Seacom landing in Mombasa (source: businessdailyafrica.com)
After Seacom proved to the skeptics that there is indeed a market for submarine cables even in poor countries like Kenya, many more undersea cables followed. And not just cables landing at the coastal towns. Thanks to the work of a few dozen companies across the continent - mobile operators, national telecom companies as well as dedicated fiber optic companies - there are now cables criss-crossing Africa, running along the main roads, national power lines and railroads. Today there are almost no towns left, with say over 50,000 people, that don’t have a fiber cable reaching them. That’s true globally, not just for Africa. The construction of new fiber cables is continuing today so fast, that in a couple of years that threshold is likely drop to 10,000 people.


The Fiber backbone in Africa (source: ubuntunet.com)

As you know if you’ve been reading this blog, I travel extensively all over Africa and Asia, both in urban and rural areas. I don’t remember a day in the past two or three years where I didn’t have an Internet connection for the whole day. Sure, when you’re far away from human settlements, driving through the rainforest or across the mountains, there are areas without a signal. And when you’re in a village, not all locations get great coverage. However, the Internet is never too far away, and it is always there on high-traffic roads and in almost all human settlements, except those that are in extremely isolated geographical locations.

ACCESS IS SOLVED!

So I say “Access is Solved”. By that, I don’t mean that it cannot be improved. 

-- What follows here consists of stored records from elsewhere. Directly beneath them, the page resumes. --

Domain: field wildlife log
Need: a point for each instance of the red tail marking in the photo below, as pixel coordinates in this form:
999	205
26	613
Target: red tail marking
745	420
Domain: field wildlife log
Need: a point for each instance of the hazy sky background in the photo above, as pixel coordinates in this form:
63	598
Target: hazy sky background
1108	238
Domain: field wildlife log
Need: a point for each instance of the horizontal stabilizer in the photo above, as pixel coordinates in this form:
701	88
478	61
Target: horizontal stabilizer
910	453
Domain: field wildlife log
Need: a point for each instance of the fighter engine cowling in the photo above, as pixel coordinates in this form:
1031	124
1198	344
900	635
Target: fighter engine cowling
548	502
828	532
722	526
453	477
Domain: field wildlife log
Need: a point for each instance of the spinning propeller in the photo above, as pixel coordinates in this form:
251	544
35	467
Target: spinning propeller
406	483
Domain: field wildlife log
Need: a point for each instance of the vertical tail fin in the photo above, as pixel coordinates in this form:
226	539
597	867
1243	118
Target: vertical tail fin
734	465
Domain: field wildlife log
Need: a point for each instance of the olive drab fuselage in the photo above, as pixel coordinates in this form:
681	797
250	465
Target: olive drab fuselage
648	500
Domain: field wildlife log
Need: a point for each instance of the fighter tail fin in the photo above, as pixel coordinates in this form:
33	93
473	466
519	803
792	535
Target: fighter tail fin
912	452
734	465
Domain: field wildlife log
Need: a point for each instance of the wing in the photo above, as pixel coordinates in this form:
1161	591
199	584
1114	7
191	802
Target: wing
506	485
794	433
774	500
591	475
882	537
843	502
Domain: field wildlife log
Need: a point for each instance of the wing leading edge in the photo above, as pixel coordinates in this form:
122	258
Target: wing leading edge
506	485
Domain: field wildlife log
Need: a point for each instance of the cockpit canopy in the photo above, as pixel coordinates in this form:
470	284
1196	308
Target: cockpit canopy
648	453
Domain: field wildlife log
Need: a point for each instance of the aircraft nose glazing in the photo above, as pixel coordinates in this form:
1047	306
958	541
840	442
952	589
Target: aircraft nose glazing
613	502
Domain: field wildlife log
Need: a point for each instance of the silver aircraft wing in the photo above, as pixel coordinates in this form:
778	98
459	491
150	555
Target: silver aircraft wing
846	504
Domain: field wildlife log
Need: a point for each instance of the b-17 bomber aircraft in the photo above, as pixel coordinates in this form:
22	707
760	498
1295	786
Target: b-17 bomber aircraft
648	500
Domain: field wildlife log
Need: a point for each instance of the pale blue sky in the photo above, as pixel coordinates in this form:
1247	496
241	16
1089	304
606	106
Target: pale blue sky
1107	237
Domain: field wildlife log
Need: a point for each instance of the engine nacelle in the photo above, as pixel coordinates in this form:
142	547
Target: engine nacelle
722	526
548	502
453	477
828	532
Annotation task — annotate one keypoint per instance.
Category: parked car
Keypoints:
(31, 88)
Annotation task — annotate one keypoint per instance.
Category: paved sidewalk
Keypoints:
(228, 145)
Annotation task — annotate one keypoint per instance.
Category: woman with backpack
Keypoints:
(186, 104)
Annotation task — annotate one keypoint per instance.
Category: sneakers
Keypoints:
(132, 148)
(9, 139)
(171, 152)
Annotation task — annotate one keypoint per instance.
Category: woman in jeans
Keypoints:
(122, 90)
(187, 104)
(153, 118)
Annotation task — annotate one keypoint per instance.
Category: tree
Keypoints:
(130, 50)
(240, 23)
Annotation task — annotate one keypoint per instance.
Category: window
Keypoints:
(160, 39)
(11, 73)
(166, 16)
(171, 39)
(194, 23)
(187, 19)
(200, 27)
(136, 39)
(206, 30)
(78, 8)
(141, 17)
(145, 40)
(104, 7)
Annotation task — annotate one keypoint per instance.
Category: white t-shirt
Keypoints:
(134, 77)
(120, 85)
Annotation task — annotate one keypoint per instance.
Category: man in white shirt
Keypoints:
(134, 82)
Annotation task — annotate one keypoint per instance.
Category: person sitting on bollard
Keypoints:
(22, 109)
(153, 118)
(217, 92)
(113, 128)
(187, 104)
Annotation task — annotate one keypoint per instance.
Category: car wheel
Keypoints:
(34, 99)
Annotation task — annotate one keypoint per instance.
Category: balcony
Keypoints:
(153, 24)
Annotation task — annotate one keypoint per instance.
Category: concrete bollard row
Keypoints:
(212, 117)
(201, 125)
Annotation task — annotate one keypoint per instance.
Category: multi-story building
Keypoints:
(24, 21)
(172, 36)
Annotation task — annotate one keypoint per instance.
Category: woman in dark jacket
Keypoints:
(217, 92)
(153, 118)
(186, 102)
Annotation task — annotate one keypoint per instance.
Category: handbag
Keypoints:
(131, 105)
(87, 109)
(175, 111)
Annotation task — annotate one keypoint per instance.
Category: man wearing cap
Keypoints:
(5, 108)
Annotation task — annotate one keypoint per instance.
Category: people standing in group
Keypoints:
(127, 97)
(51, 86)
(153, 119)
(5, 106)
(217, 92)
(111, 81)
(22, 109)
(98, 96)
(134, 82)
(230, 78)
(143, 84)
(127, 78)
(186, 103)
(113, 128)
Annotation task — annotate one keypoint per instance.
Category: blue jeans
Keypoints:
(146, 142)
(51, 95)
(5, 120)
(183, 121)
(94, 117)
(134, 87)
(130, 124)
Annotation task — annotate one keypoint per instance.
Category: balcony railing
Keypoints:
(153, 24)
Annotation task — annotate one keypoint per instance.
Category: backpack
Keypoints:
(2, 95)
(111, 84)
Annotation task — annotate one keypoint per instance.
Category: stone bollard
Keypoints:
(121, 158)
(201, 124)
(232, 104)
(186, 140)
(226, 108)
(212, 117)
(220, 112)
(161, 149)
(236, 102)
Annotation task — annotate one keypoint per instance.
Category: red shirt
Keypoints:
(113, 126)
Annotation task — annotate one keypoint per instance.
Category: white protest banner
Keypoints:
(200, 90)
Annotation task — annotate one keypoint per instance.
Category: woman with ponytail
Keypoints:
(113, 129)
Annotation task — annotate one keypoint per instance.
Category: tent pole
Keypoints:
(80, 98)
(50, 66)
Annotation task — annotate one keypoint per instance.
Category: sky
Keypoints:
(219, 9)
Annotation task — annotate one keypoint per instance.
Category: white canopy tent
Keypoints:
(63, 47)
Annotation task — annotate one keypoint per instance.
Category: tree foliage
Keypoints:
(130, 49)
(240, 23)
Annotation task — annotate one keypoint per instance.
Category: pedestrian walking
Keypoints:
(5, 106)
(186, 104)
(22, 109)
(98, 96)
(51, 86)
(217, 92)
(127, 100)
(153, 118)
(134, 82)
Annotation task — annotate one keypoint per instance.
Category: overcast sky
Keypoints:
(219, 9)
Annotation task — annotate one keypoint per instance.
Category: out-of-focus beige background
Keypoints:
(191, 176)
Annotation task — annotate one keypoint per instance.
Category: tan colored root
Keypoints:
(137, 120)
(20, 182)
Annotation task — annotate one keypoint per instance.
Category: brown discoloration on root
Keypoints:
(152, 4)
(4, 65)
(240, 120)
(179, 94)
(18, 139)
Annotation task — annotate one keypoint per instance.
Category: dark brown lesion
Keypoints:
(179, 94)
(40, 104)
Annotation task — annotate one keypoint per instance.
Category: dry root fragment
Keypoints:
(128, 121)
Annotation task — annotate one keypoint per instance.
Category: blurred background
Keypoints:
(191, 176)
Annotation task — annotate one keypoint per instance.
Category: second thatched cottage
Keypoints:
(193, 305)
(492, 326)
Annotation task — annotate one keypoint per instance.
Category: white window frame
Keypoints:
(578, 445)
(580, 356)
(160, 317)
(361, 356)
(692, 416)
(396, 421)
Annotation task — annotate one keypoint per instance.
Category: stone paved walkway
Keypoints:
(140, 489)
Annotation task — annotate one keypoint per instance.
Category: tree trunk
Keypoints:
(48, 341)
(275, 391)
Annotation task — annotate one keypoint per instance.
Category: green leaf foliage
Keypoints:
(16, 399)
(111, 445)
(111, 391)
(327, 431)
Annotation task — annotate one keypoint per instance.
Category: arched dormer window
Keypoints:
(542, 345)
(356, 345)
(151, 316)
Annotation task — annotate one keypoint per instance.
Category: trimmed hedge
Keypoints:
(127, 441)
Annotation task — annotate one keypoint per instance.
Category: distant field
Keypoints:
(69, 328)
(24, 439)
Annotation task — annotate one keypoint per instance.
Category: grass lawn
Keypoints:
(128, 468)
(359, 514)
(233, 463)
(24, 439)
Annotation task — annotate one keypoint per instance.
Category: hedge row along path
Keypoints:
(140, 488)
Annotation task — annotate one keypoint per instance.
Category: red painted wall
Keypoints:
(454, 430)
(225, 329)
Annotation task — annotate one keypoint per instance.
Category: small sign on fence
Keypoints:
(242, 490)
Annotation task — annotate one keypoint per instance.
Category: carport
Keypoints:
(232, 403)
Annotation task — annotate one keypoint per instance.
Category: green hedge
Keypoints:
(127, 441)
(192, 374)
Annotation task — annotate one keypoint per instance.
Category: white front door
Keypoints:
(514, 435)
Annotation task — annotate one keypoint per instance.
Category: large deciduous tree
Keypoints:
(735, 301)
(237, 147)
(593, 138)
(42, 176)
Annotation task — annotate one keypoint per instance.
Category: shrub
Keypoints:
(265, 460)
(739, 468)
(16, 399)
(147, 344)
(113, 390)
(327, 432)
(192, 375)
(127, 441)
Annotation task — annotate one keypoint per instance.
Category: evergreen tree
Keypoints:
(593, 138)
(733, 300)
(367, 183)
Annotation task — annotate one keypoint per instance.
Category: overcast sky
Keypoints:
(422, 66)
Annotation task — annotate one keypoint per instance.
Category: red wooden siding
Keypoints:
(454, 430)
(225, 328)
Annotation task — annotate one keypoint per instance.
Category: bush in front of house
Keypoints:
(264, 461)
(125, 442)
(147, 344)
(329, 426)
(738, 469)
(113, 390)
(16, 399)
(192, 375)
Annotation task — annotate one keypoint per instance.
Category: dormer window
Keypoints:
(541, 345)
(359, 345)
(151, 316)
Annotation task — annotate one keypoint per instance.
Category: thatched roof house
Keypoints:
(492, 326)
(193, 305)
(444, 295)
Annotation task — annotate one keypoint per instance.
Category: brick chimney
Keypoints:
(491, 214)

It would be nice to get 3G in the village too, not just in the downtown of large cities. It is important to cover the last pockets of human settlements that don’t have access. It is critical that prices of connectivity and devices come down, and come down a lot. It would be cool if I don’t need to pay two different ISPs to connect to my home in Phnom Penh to increase the chance that at least one of them is working at functional speed at any given time. 

In other words, there’s a lot of room for innovation on the Access side - and innovation in this space would be more effective if it focused technologies that enable delivery of much faster access, in way that is profitable for operators in markets, such as rural areas, where the Average Revenue Per User is $1 a month or less.
The bottom line is, however, that we are over the hump. The Internet is here, and it is accessible, at least in the telecommunications sense of the word, to almost all people.

SO... WHERE ARE THE USERS?

Having Access (in the telecommunications sense of the word), doesn’t mean that the potential users will use the Internet. In fact, the numbers show that there is a huge demographic of potential users out there, that should be using the Internet, and is not.